Investing in communities and skills
The report examines the wider role of businesses in local communities. The authors suggest that companies should have their contribution to the area they operate in measured and graded. Badale says that businesses should also look to value people instead of just profits.
“We need businesses to be more purpose-led, with clear scorecards of their local contribution, and the ability to start measuring the human balance sheet – not just the financial balance sheet,” he adds.
Implementing recommendations from the report will take significant government investment, which will increase public debt further after the billions already spent on responding to the pandemic. This follows a decade of austerity in the UK after the 2008 global banking crisis.
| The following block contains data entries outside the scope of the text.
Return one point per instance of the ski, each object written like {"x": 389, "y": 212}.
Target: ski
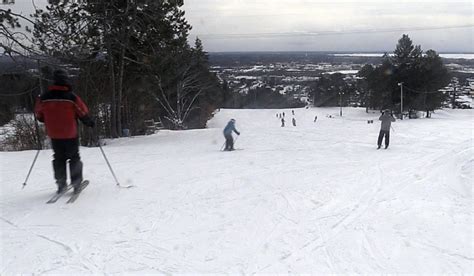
{"x": 57, "y": 196}
{"x": 76, "y": 194}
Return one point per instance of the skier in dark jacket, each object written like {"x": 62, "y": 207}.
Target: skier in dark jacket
{"x": 59, "y": 108}
{"x": 229, "y": 140}
{"x": 387, "y": 120}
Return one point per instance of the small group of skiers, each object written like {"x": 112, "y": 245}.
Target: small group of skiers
{"x": 60, "y": 109}
{"x": 281, "y": 116}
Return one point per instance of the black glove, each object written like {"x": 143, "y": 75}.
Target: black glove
{"x": 88, "y": 121}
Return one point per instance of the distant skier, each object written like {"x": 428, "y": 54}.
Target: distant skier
{"x": 387, "y": 120}
{"x": 59, "y": 108}
{"x": 229, "y": 140}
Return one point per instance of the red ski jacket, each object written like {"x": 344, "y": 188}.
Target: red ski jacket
{"x": 59, "y": 109}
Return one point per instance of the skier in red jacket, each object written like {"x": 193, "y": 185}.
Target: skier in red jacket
{"x": 59, "y": 108}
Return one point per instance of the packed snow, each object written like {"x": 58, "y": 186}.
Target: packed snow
{"x": 315, "y": 198}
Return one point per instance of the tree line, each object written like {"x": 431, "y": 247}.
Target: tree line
{"x": 130, "y": 60}
{"x": 421, "y": 74}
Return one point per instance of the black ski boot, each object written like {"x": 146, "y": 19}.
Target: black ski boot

The post-Brexit trade arrangements create further uncertainty. Alongside this are the challenges in meeting carbon emission reduction targets in line with net-zero commitments. However, Badale believes that the best way forward is through growth and not cuts.
“The only way we solve the public debt challenge is through growth, which generates government income,” he says.
To make the UK more competitive globally, the report recommends addressing national skills shortages. By 2030, this gap is predicted in areas such as digital services, management, and science, technology, engineering, and mathematics (STEM).
On top of this are fears that the unemployment rate could surge once government furlough ends in September, with as many as 2.2 million people potentially unemployed by the end of 2021.
The commission proposes introducing lifelong learning and a ‘Help to Train’ policy to halve the 2030 skills gap. Everyone aged over 25 would have an individual learner account, providing them with the option to retrain and gain new skills for future jobs.
Badale suggests a focus on digital and data skills “not just for young people – but retraining large parts of the workforce.”